Pain is not counted among the Aristotle’s senses (sight, hearing, smell, taste and touch). It was thought that the pain is an emotion, a feeling, something unpleasant. Recently this concept was abandoned and the pain is discussed from a physiological point of view. The International Association for the Study of Pain defines pain as “unpleasant sensation or emotion which is associated with actual or potential tissue damage”. Today pain is referred to as the experience that not only includes harmful stimuli but also the perception of psychological and physiological responses and their consequences.

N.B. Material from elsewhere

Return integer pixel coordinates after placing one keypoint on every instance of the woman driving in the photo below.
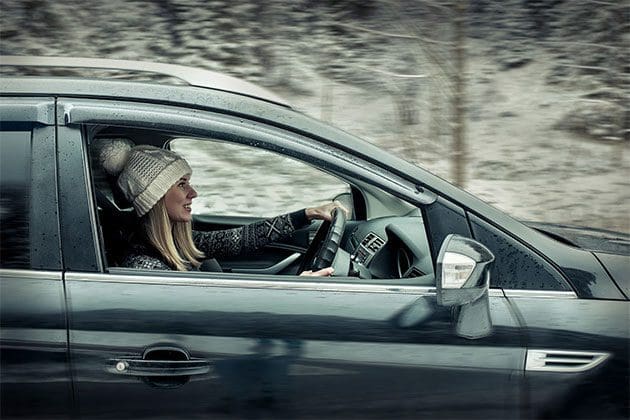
(157, 183)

Everyone experienced stomach pain at one time or another. Stomach or acute abdomen pain can be a symptom of various problems some of which are common, but some of which can be quite serious. Let us first define the area where abdomen pains can occur. Abdomen is part of the human body between the pelvis and the thorax. The location of abdominal pain varies, and can depend on the location of the inflamed organ or it can be present in the whole are of the abdomen usually indicating diffuse peritonitis (inflammation of the peritoneum, a thin membrane that covers the organs in the abdomen).
Acute abdomen pain can be caused by many different causes, where the most common ones are: indigestion, constipation, stomach flu, menstrual cramps, food poisoning, food allergies, gas, lactose intolerance, ulcers, pelvic inflammatory disease, hernia, gallstones, kidney stones, urinary tract infection, appendix pains, etc. All these can produce various types of pain, from mild stomach ache and stomach cramps to sharp and stabbing abdomen pain. From the pathophysiological point of view there are two types of pain, acute and chronic. Acute pain is often instant, with a short duration and requires surgical or immediate medical treatment. Chronic pain usually persists over 3 months.
Most of the time when people experience stomach pain, it is related to more common causes and they usually know the pain will pass, weather it was something related to indigestion, menstrual cramps or gas.
Cases when you need to pay extra concern are when acute abdomen pains are accompanied by other symptoms like a fever, inability to keep food down, inability to pass stool, vomiting blood, difficulty breathing, bloody stools, the pain lasts for several days, the pain occurs during pregnancy and similar.
Some of the causes for stabbing pain in the stomach can be heartburn (med. Gastro-esophageal Reflux Disease (GERD)) or ulcers. Peptic ulcer represents painful scores in the wall of the stomach or the small intestine. There is no single cause for the ulcers; however they are the end result of an imbalance between the digestive fluids in the stomach and the small intestine. They can also be caused by a bacterial infection, use of painkillers or by the production of excess acid in the stomach. Ulcers commonly heal on their own but there are also symptoms for which you should see a doctor. Those include dark stool, vomiting blood as well as severe pain in the upper abdomen. If not properly treated ulcers can cause bleeding, perforation (of the stomach wall or the wall of the small intestine) or gastric obstruction. Ulcers are usually treated by medication but represent more chronic and lasting problems.
Another cause of sharp or stabbing pain in the stomach is appendicitis. Appendicitis is the inflammation of the appendix, which is a small part of the colon. Symptoms of appendix pain are abdominal pain which is at first diffuse and poorly localized, as well as loss of appetite. As the inflammation process increases it extends through the appendix to the peritoneum. When that happens the pain changes and becomes localized to a small area. Usually that area is localized between the top of the hip bone and the belly button. Appendix pains are commonly followed by a temperature, and a very tender abdomen. When diagnosed on time, appendicitis is treated by surgically removing the appendix, which nowadays is done by laparoscopy being one of the most common and low-risk procedures. Complications can occur if the appendicitis is not treated in time and it ruptures, spreading the inflammation to other organs.